De ahí surge una de las ideas centrales de su obra: la suavidad no como alivio, sino como estrategia de supervivencia. Uno de los rasgos más reconocibles de su trabajo es el gesto repetitivo de pintar “pelito por pelito”, de ahí surge el término Fluffy. Las piezas pueden tomar meses y nunca se trabajan de forma aislada, ya que requieren de “un proceso lento, minucioso y profundamente entregado”. Lejos de ser solo una técnica, se trata de una forma de cuidado hacia la obra y hacia quien la recibirá. Vivas explica que hay pausas, momentos de contemplación y frustración. “Llegar a un lugar honesto implica tocar cosas que normalmente no quieres tocar”. Por eso, pintar no siempre es un espacio de calma, sino de confrontación.


En Chill Pills, —una de sus series— la artista introduce una contradicción deliberada: lo tierno convive con lo incómodo. Pastillas que aluden a la salud mental, un tema todavía silenciado en gran parte de Latinoamérica, se presentan de forma suave, casi juguetona, obligando al espectador a detenerse para repensar su relación con el dolor, la ansiedad y el cuidado emocional.

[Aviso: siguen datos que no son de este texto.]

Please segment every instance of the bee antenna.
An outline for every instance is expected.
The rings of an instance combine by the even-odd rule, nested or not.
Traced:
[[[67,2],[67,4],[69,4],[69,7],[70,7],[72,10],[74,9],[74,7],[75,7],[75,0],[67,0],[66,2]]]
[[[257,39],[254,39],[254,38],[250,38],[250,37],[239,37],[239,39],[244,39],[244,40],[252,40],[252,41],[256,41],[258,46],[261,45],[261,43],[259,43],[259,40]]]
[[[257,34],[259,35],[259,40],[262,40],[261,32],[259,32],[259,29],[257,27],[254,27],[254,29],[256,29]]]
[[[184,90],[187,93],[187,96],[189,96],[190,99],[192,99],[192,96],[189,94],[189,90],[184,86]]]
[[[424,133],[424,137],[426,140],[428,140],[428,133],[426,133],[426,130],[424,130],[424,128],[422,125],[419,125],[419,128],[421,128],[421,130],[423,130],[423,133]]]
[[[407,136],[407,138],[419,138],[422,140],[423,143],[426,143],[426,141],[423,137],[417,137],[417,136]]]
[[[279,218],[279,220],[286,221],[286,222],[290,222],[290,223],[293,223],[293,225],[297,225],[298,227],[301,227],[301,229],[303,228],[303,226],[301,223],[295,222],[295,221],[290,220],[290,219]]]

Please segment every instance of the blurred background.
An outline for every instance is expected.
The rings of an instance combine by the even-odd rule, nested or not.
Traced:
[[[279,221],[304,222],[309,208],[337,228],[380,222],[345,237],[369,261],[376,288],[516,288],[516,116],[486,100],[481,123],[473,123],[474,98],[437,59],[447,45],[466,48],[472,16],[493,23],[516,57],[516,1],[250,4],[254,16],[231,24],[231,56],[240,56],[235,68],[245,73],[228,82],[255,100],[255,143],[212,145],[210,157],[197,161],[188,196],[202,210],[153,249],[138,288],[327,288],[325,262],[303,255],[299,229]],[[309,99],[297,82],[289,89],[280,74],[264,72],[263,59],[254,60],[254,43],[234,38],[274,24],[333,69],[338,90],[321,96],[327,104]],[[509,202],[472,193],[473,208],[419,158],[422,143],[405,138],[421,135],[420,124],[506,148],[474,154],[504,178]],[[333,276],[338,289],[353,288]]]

En cambio, con Fluffy Crowns, el foco se desplazó hacia el poder, el estatus y la autoridad. Las coronas aluden, tradicionalmente, a fortaleza o dominio, pero aquí aparecen cubiertas de suavidad, evidenciando su fragilidad. Su obra cuestiona esas certezas impuestas y las devuelve al espectador en forma de contradicción visual.
“Creemos que cuando llegamos al poder lo tenemos todo, pero eso puede desaparecer en un segundo”.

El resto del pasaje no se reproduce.